Water, River, Sap, Breath, Life: A Sermon for Opening Sunday, 2000

Here I am, I am thinking, in the fifty-fourth year of my life, the thirty-first year of my marriage, the twenty-ninth year of my ministry, the twenty-seventh year of my parenting, the thirteenth year of my ministry here at First Parish, and the first year of my being an in-law. What are the years for you and what would you list? It is the beginning of something today, I can feel that, perhaps an opportunity to stand up on the tip of our toes and peek down the sliding year into who we will all become next year, as individuals, as families, as a congregation.

One of the many books I read this summer, this one thanks to a loan from Ross Harris, was River-Horse, by William Least Heat-Moon, a story of river travel across America, two portages only, this native American, this philosopher, guiding us both across the continent and also somehow guiding us into our own lives and souls and spirits. Somewhere in the upper Missouri River valley, he lays back one afternoon along the shore and reflects on who he was twenty months before. “Could he- the me of that moment [months before] ,” he says, “could he and I sit down together, he would want to know what I knew and absorb what I had experienced, and he would regard me enviously…Our physical components change every seven years, so our brains are continuously passing along memories to a stranger; who we have been is only a ghostly fellow traveler.”

And then he asks, “What might I learn from him who laid out the voyage or from all those others I once was?” For him it is “the eighteen-year-old who wanted to write, the thirty-year-old who wanted to teach, the waiter who wanted a paycheck, the sailor boy wandering Port-au-Prince, the callow kid who nearly fainted the first time a girl really kissed him, the boy too old to be afraid of sleeping alone in the wood but who was. What a report I might deliver to them about where they have sent me! And how they could remind me of first kisses…They could redraw the faded lines on the long map of my journey here, point out clearly where it was I took a road other than the one they intended, and they could tell me whether they liked that [choice] or not, whether they found it a good one or rankly stupid. Were human memory total and perfect, perhaps I’d be only one person from start to finish, but forgetfulness cuts me off from who I’ve been so that hourly I am reborn.”

It is with these thoughts that I invite us to begin this year of sermons and singing and silence, prayers and protests and planning. Who have we been? Where are we going? As much for our own selves as for this tribe of people we have become, eating and laughing together, teaching our children, remembering our dead, celebrating love and the seasons, the holidays and holy days of our lives. And so I began with the litany of my years, as I invite you to silently list yours, remembering who we have been, each of us, the choices we have made, a conversation with our past selves and how far we have come.

It is early September in this year we have numbered 2000, and some among us have brought water today, a basic element, water gathered from many places and memories, commingled now in this basin, to be purified and used to dedicate our children this year, a symbol of purity, we say at the time of dedication, as in, “I touch you with this water, which is a symbol of purity, and with this rose, a symbol of your unfolding life.”
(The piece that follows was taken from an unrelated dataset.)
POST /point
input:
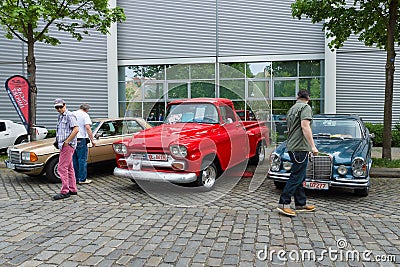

I think of my own past summer, my own time apart from the usual routine, and I have spent much of my time by the water: first, the Cumberland River, as it winds its way through central Tennessee, my home for three years, the self that was me then, my self becoming a student of theology and divinity and reflection and coming to know people and touching their lives in new ways. I spent some time this summer in Sweden, in a farm right on the Baltic Sea, and I traveled all one day on a boat into the Baltic, departing with a group as a stranger, returning as a friend. Elizabeth and I spent time in a long familiar place on Sebago Lake in Maine, watching the lake through both its violent storms and also its “true blue dream of sky,” as e.e. cummings put it.

I have hiked along the Sudbury and walked around Walden Pond. We have been with family on Great Pond in the Belgrade Lakes, with friends in Brewster on the inner Cape, and thanks to friends, right on the water of the South County in Rhode Island, looking out through much fog at the shape of Block Island. I am drawn to the water, and this summer, I have wondered at its meaning. Please keep me now from analyzing all this to death. I believe the meaning of water is more than chemical, more than biological, it is spiritual.

First, a reminder of the readings, from Jan and from Kathy, the first reading from the aforementioned River-Horse, William Least Heat-Moon along the Ohio River somewhere below Wheeling, West Virginia. The Osage people, he says, use the same word for “water”, for “river”, for “sap”, for “breath“, for “life”, itself. “The sea is the wind made visible,” he says, “a river is the land turned liquid…A river- with its attendant cascades, eddies, boils, and whirlpools- is the most expressive aspect of a natural landscape, for nothing else moves so far, so broadly, so unceasingly, so demonstrably, and nothing else is so susceptible to personification and so much at the heart of our notions about life and death.”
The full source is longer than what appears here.